In leaving the SEC, Dodd and Harrison bet on Georgia Tech as a sporting brand and as an institution, considering the shift in institutional priorities that coincided with the move to conference independence. While the football coach and athletic director banked on the program’s golden age to fund the department via things like greater shares of ticket revenues and bowl game payouts coupled with Grant Field’s status as a hallowed landmark of the sport, the Institute president and his staff placed a more intentional focus on government research, ratcheted up the prestige (and rigor) of the Institute’s academic offerings, and strived to attain a national relevance that transcended its traditional origins as the mechanical engineering semi-for-profit shops of the Georgia School of Technology.

In the years that followed, the newly-named Georgia Institute of Technology, its multiple colleges and constituent departments, and its ever-expanding research arm embodied this evolution of Tech from a state-centric engineering school into an institution of national prestige helped segment it from common citizens in a city that, in the past, would have their chests and boasted proudly about it. As the post-SEC era wore on, Tech became further and further separated from its fanbase, among which it counted not only alumni and mostly white middle and upper class folks that had now moved to the suburbs, but also students from other schools without big-time teams of their own and those who had chosen routes other than college for their education and employment. To the latter of these parties, Tech was simply “in” Atlanta and no longer “of” Atlanta — the Institute existed in its own ivory tower, cut off from the rest of the city by both highway and philosophy.

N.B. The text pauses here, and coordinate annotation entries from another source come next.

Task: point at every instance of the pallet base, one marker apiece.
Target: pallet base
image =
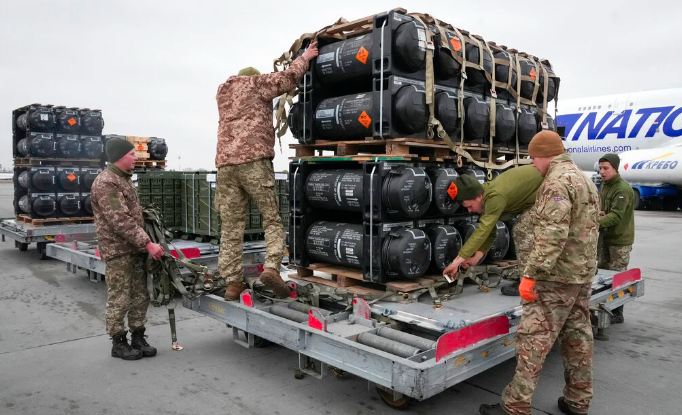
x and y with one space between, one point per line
352 279
53 221
397 149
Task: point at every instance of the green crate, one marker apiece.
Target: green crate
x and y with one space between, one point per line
157 200
143 189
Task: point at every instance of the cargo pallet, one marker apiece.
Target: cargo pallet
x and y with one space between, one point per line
70 162
24 234
53 221
466 335
397 149
157 164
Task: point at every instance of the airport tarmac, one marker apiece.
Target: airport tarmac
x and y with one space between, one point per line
55 356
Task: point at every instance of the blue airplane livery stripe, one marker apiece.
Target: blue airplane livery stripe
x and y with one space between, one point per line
599 127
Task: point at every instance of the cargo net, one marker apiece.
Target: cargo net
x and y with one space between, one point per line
458 88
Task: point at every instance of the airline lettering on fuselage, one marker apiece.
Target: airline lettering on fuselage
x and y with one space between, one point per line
654 164
598 126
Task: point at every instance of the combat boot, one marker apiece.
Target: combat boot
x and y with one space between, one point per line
122 349
511 290
492 410
233 290
138 342
271 279
565 408
617 317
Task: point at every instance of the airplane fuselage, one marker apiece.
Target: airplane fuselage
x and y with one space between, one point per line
620 123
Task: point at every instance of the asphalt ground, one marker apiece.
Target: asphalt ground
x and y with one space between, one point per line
55 356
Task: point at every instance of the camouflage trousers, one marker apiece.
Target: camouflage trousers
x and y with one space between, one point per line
614 258
234 186
524 239
560 311
126 293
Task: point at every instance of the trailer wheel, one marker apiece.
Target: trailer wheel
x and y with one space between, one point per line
42 252
639 203
259 342
388 398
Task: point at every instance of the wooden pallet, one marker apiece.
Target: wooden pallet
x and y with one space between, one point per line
141 155
159 164
41 162
52 221
405 148
352 279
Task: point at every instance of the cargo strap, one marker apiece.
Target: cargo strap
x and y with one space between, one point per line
164 278
433 122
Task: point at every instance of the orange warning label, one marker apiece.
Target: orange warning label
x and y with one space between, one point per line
452 190
364 119
456 44
362 55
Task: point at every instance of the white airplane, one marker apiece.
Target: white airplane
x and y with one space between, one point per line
644 128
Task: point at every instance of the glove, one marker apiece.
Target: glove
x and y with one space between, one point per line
526 289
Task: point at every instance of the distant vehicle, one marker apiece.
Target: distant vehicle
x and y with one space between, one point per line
644 128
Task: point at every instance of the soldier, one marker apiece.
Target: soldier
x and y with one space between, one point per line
557 283
511 193
617 223
245 151
123 246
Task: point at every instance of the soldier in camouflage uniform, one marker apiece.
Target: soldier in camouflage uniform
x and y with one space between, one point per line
246 140
557 283
617 223
123 246
511 193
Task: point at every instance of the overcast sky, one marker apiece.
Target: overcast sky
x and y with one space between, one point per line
153 67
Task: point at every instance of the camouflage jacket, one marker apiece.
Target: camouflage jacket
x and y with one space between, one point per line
567 227
118 215
245 130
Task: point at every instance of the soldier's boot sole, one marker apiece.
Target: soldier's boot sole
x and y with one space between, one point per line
233 290
566 408
126 355
271 278
601 335
492 410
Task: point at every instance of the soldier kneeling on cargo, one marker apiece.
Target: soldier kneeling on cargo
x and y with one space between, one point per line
246 140
511 193
616 223
124 246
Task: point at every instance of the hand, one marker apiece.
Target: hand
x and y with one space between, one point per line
155 250
526 289
452 269
312 52
474 260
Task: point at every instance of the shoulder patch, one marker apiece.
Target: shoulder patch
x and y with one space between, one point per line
114 202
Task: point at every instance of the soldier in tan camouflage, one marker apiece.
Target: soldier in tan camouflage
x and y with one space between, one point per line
246 140
557 283
123 246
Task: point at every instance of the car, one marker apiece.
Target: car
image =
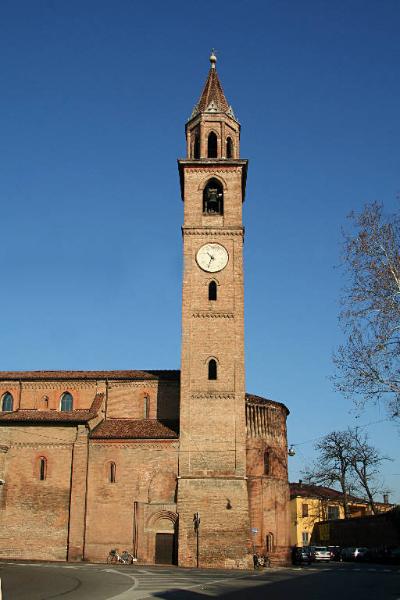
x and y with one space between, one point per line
335 552
320 553
301 556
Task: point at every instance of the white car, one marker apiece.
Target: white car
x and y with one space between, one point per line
320 553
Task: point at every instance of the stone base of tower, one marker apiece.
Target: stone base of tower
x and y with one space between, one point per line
223 536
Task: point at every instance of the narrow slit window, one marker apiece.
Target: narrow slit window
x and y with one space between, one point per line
196 147
212 369
212 291
7 402
267 463
67 402
229 148
212 149
112 473
213 198
42 468
146 406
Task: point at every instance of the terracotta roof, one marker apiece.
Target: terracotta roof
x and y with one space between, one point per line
253 399
306 490
212 98
135 429
68 375
53 416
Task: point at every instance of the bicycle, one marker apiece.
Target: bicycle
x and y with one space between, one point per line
125 558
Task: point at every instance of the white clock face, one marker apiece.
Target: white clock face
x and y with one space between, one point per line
212 257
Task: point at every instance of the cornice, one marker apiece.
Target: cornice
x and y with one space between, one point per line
207 231
164 445
212 315
213 396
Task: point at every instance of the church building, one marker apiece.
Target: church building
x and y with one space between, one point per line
178 467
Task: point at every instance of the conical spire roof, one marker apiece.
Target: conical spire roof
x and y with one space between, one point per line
212 98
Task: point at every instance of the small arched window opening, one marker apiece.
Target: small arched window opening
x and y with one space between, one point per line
196 147
42 468
146 406
67 402
112 473
213 198
212 145
212 290
212 369
7 402
267 463
229 148
44 403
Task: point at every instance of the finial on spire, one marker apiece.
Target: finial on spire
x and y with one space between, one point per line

Tech began to find sporting success increasingly evasive, especially after the departure of Dodd. The arrival of major professional sports became a harbinger of the end for Tech’s sporting impact in the city: with the establishment of pro baseball, basketball, and football teams achieving mayor Ivan Allen’s vision of Atlanta a “major league” city, Tech slid far from its perch as Atlanta’s “major league” team.


MacMath, R. C., & McMath, R. C. (1988). Engineering the New South: Georgia Tech, 1885-1985. Univ. of Georgia Pr.

Roberts, R., & Krzemienski, E. (2013). Rising Tide: Bear Bryant, Joe Namath, and Dixie’s last quarter. Grand Central Pub.

Trutor, C. (2022). Loserville: How professional sports remade Atlanta—and How Atlanta Remade Professional Sports. University of Nebraska Press.